Hello again, dear forum.
When I started a few months ago to blog with Ghost instead of WP I noticed on Google that I have a lot of weird looking urls/subdomains that I do not use. In the Google search console, I have thousands of urls not indexed that I’m unable to fix, and it’s probably because these links have nowhere to go.
They look like this:
ww34.domain.com, iloapp.domain.com, ww2.domain.com etc. I do not have access to these domains, and after some googling I discovered that it’s a common thing getting “scraped” or something like that if you use a wildcard for your subdomains, which I have done for years, since I’ve been a WP user and host some of my domains over at wp.com as well.
I have now removed the wildcard, but the problem persists. I recently remembered that ghost has a redirects file. Any idea on how I should use the
redirects.yaml file to redirect all of these subdomains to the real url in use?
I was thinking something like this:
^/.domain.com ==> domain.com/$1
I currently do not use any subdomain, not even
https://domain.com and I have no plans in the future to use a subdomain for this domain.

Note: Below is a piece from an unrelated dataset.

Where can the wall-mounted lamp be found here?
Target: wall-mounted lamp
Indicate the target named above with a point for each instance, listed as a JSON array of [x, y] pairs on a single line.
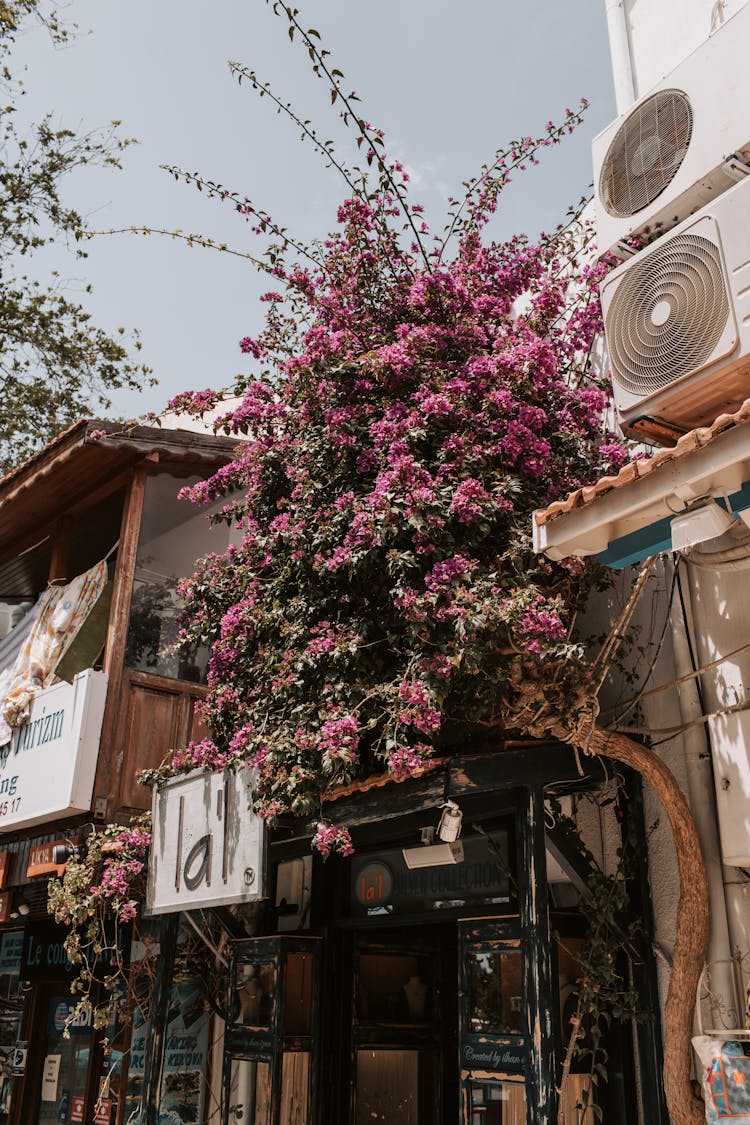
[[20, 908], [450, 849], [706, 521]]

Will this work? Regex is what I plan to use to fix this. I just hope that Ghost will know what url I want to match it with, so i.e match
iloapp.domain.com/blog/my-post ==> domain.com/blog/my-post
Are these search queries? and, is the response a 404? If so, that’s the correct response.
Yes, they return a 404, since my Ghost install does not understand where they’re coming from. I guess my suggested solution would work, then if I understand you correctly?
Since the links do not exist on your site, the correct response is 404. Therefore, I don’t think you should create redirects.
Ok, good to know. I just have to wait for the issue to go away then. Thanks for the info.
I’m my experience, these eventually disappear from the search console; I had this when I used WP. I just cleared them, and things settled down. There shouldn’t be any impact on SEO.
Ahh interesting. How do you clear them? I’d really like to get rid of them, because they will never be found.
When reviewing any issues, correct them if the issue is your side, e.g., you changed a slug and there’s no redirection (Ghost does this for you though), and then click on Validate Fix.
For example, I currently have some author URLs for authors that don’t exist, and never have. A 404 is the correct response, so I simply confirm by using validate fix.
I also decided to remove some lower quality guest posts, and therefore, a 404 is shown. Again, this is correct. I avoid redirecting such posts to something similar; rather tell the visitor that the content isn’t found, and let Ghost recommend other posts.
Ok, I’ve already done that, but some of those issues refuse to resolve, unfortunately. I guess I’m just gonna have to live with that then.
scratching my head …I guess I’m confused here. So are your 404s for posts that do exist, just for a domain that’s strange? I’m not sure that a 404 is optimal here - why not 301 (permanent redirect) the traffic to the real post, if the real post exists? @mjw , am I missing something in your assertion that they should be 404s, if there are real posts available at that slug, just at the wrong subdomain?
Yes, that was what I was thinking at first, creating a 301 to the real post instead of these weird looking domains that have been scraping my posts somehow.
When I click on a bogus link, it goes nowhere, so it’s a 404.
In the Google Search Console they’re registered as “alternate page with proper canonical tag” and no matter how many times I try to click marked as fixed on GSC, it keeps failing.
It’s been nearly 3 months now, and they still appear. I have blocked them using the removal tool, but I still have a list with thousands of weird looking links going nowhere.
Sometimes I’ve seen on Google (google.com) that my newly written post is nowhere to be found, but instead this bogus url is there, so I’d like to fix it. That is why I wondered if my regex above will work for this?
This documentation (https://ghost.org/tutorials/implementing-redirects/) shows a couple examples that include the domain name. It also says not to use redirects.yaml for subdomain redirects. So I guess I wonder where you’re hosting and what your setup is? Ghost Pro isn’t likely to route randomsub.yourdomain.tld to your Ghost site if it wasn’t set up for that subdomain. You might be able to set up the redirects you need with your DNS provider, depending on who that is.
Currently I host my domain I’m using digital ocean. I have removed my wildcard, since that was causing the whole issue to begin with. I also have my Ghost install with a DO droplet, so I selfhost.
I still had this issue when I used the wildcard, so I have no idea how I could redirect this without one.
Unless I’ve misunderstood, these URLs never existed in any form, and are spammy backlinks. So, yes, these should be 404s.
Moreover, you don’t want to legitimize these spammy links by creating a permanent redirect.
A better approach is to disavow the originating sites.
Thank you for that tip! I think that’s what I needed. Never heard about that either, disavow. Very interesting. Thanks!